Analysts/ academia: Wilma Jordan, The Fordan, Edmiston Group

A few months after helping to manage the 1987 sale of the Esquire Magazine Group, Wilma Jordan was considering her options when she got a call from a friend, Texas Monthly Publisher Mike Levy. He asked Jordan to fly from New York to Austin to discuss some of the magazine's business plans. When she got back from the Lone Star state, Jordan felt reinvigorated. "I said, 'Hey, I can do this,' " she said, referring to her ability to manage myriad aspects of business publishing. Nearly 15 years later, the Jordan, Edmiston Group Inc. is considered one of the top media investment banking firms on Wall Street. Jordan, the company's founder-CEO, regularly advises major b-to-b media publishers, including Reed Elsevier plc, VNU Business Media, Pearson plc and Primedia Inc., as well as consumer publishing giants Dow Jones & Co. and Hearst Corp.
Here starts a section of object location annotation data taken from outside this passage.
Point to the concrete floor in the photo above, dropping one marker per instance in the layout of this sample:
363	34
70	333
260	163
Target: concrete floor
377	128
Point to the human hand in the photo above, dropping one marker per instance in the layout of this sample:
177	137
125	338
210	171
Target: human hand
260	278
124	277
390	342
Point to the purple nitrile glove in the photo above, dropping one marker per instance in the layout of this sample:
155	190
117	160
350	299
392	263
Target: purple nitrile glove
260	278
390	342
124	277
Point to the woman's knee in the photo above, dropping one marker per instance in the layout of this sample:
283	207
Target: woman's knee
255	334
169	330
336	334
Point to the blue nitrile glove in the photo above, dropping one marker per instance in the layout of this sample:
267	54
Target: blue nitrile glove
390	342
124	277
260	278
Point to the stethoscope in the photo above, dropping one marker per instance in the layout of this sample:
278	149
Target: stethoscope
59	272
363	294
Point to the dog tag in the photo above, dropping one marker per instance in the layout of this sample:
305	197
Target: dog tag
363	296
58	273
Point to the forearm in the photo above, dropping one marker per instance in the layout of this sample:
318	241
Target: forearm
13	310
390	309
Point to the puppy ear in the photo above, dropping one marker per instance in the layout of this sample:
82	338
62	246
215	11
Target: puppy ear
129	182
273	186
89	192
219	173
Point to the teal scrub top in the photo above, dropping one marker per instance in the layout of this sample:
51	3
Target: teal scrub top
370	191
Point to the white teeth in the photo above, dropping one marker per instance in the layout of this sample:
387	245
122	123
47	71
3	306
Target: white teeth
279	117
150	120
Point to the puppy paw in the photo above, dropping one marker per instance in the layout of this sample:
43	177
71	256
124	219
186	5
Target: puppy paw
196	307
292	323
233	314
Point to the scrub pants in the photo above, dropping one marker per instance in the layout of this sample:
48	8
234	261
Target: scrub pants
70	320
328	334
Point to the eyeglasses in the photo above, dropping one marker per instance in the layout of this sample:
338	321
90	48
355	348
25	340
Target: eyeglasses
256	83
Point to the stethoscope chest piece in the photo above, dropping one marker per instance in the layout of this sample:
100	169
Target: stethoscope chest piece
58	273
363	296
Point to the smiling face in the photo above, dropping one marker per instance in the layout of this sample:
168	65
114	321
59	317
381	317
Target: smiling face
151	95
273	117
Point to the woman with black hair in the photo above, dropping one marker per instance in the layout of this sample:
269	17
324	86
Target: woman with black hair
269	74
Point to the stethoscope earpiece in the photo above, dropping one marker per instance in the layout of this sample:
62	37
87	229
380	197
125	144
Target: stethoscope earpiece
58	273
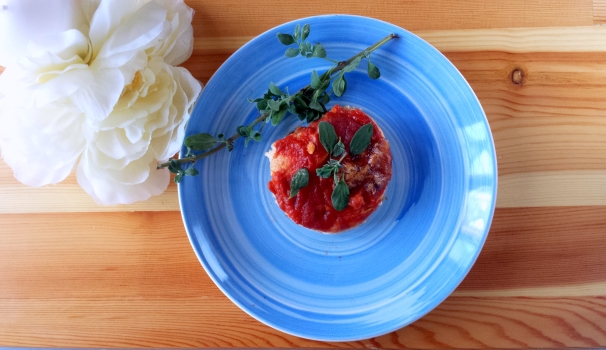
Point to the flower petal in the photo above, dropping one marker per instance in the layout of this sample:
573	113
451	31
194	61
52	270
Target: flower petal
41	145
135	32
107	192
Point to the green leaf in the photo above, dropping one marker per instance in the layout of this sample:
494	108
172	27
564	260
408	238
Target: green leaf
318	51
274	105
255	135
315	105
300	105
191	171
297	33
339	85
262	105
291	52
352	65
200	142
325	98
285	39
244	130
326	171
277	116
328	136
361	140
312	115
339	149
299	180
373	71
275	89
340	195
315	80
305	32
292	109
174	166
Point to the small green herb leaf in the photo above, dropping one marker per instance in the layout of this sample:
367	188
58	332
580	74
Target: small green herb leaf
174	166
244	130
277	116
297	33
285	39
314	104
339	149
275	89
262	105
315	80
340	195
300	105
361	140
324	99
255	135
373	71
291	52
328	136
305	32
299	180
325	171
200	142
351	66
191	171
339	85
318	51
274	105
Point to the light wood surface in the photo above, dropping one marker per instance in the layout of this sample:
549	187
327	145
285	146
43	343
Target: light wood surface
75	274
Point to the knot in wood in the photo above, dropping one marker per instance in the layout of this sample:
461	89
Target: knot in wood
517	76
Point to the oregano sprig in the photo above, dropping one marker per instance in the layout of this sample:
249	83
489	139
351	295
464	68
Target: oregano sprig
308	103
358	144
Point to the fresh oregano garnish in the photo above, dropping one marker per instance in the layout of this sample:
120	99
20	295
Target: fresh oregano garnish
298	181
328	136
340	195
308	104
361	140
359	143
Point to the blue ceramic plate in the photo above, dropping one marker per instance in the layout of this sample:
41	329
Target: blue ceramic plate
410	254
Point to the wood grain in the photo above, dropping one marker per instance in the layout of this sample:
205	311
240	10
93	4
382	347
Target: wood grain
599	12
549	131
459	322
149	290
74	274
235	18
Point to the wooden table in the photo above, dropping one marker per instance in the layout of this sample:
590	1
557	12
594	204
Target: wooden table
74	274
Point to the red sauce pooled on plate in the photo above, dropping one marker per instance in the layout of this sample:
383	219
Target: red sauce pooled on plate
366	174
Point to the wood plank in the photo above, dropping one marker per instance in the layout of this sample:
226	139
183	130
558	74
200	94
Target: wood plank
459	322
147	254
599	12
132	280
255	18
542	247
68	196
552	188
549	131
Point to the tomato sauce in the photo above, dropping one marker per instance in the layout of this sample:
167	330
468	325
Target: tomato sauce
366	174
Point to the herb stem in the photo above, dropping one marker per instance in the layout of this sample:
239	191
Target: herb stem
335	69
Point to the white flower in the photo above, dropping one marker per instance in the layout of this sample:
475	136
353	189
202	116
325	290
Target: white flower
108	98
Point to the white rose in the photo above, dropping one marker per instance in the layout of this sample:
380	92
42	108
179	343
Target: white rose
108	98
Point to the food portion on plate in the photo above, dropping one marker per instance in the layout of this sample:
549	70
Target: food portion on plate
344	162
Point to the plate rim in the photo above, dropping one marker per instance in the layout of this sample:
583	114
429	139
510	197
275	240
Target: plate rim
198	251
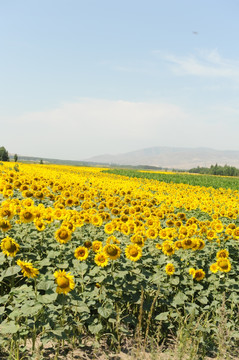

More than 90% of JEGI's business is on the sales side. In 2001, the firm brokered 17 media merger and acquisition transactions with an aggregate value of nearly $500 million. Jordan expects to close about 20 deals in 2002. "The banks are back, and investors are starting to say that they have to put in some money to work with the media." In 1998 Jordan created JEGI Capital, a venture capital subsidiary that invests in early-stage Internet, digital communications and e-commerce companies. But she says the company will remain a boutique specializing in highly vertical properties. "We're about a mile deep and an inch wide," she said. -M.S.